I realized today that a lot of the problem is that there is nothing that look forward to anymore.
It's not that I don't enjoy some things when they happen. For a while anyway. Some small things... lying warm and peaceful in bed, a beautiful fall day, my son, moments when the music sweeps me away and I dance. But there is nothing that I look forward to. It's like my heart stopped when Michael died. I stopped believing in a future.
And I say that, and it sounds all melodramatic and like love in the grave or something like that. But it's not like that. I think I just had too much. Michael used to say that if he even let all the pain out, it would kill him. (The truth of that, I think, is that not letting it out did in the end kill him.) But I understand a little better now what he meant. I'm not so numb as I was for a while, but that's worse, and I feel like I have to hold myself encased in armor to keep all the painful things at bay.
I've been watching The West Wing again. And I can't help remembering now and then how much we enjoyed it the first time. It was earlier on, when Michael was still more well, and things were on the whole better, and we loved it so much, were so caught up in it. It's hard not to flash back to those times.

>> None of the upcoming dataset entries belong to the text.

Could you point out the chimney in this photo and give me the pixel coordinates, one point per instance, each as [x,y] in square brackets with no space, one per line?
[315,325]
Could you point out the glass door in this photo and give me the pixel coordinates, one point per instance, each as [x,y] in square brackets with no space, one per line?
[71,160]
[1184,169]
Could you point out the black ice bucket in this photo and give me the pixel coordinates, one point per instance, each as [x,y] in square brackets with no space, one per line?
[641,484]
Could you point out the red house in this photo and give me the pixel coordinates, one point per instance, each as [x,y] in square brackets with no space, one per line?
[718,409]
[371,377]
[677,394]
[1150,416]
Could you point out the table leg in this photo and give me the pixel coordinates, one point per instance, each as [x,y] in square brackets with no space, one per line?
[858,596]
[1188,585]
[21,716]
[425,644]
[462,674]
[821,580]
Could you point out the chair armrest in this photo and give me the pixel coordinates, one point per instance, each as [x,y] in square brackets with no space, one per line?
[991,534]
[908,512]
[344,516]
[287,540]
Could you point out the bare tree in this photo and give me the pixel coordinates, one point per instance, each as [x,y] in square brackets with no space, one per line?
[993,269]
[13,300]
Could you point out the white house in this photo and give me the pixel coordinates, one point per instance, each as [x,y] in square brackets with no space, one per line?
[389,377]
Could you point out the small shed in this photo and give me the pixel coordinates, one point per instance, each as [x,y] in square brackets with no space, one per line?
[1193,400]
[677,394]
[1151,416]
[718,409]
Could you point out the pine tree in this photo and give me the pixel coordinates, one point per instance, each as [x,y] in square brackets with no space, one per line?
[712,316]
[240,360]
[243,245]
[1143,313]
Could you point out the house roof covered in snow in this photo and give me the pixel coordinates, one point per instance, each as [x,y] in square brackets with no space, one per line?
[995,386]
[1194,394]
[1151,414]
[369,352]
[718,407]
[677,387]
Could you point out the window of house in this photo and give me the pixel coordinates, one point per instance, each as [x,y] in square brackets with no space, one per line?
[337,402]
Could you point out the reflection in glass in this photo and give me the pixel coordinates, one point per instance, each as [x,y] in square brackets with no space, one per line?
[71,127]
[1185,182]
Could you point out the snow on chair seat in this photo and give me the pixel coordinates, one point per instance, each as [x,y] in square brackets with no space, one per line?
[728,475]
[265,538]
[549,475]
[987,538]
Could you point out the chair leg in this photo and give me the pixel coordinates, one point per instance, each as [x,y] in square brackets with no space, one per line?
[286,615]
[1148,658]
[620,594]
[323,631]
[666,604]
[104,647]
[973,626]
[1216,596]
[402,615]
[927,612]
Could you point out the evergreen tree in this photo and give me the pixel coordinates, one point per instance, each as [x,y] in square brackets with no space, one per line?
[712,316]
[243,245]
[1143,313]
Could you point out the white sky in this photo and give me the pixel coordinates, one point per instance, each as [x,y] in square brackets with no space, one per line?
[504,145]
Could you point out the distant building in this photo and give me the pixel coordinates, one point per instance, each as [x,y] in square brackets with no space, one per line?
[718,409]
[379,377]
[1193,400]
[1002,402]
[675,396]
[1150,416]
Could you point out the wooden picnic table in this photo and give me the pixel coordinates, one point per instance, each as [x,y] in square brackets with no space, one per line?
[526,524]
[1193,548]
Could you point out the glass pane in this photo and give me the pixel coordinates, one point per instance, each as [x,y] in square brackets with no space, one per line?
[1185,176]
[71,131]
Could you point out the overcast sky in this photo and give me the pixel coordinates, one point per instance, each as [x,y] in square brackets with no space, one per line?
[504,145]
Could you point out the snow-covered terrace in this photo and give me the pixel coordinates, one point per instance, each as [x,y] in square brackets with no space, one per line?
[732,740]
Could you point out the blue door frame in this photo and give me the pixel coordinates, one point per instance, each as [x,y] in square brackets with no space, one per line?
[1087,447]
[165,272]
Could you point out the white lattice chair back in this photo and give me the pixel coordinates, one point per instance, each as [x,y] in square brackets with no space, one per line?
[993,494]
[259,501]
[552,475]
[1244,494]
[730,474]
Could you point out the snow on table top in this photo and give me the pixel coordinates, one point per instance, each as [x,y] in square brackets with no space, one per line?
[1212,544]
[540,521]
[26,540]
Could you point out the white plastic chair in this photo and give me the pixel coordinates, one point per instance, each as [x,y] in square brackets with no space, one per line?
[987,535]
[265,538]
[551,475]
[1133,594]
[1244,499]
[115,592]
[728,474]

I sit here by myself. I can't focus, I'm not working well, and I have no idea how I'm going to get done all the things that I need to do. My hip hurts all the time when I move, and I wonder sometimes if I need to accept that this will never be any better. I wonder if I'll ever feel like a normal person again, and I wonder if I'll ever feel less desperate for something more than this.
Tomorrow night I'll have a few precious hours with someone who will make me feel better when he's here, and I'll take those few hours, because that's the only time all week that I'll feel like a real person. Even though this path is nothing but wrong.
I need this to be different. I need to feel different. I need it all to turn around, and I need for that to happen now, soon, because I can't bear a lot more of this. It's like skating on the surface all the time, and every now and again you fall through, into something that is sometimes white-hot, but mostly icy cold and razor sharp and painful beyond words.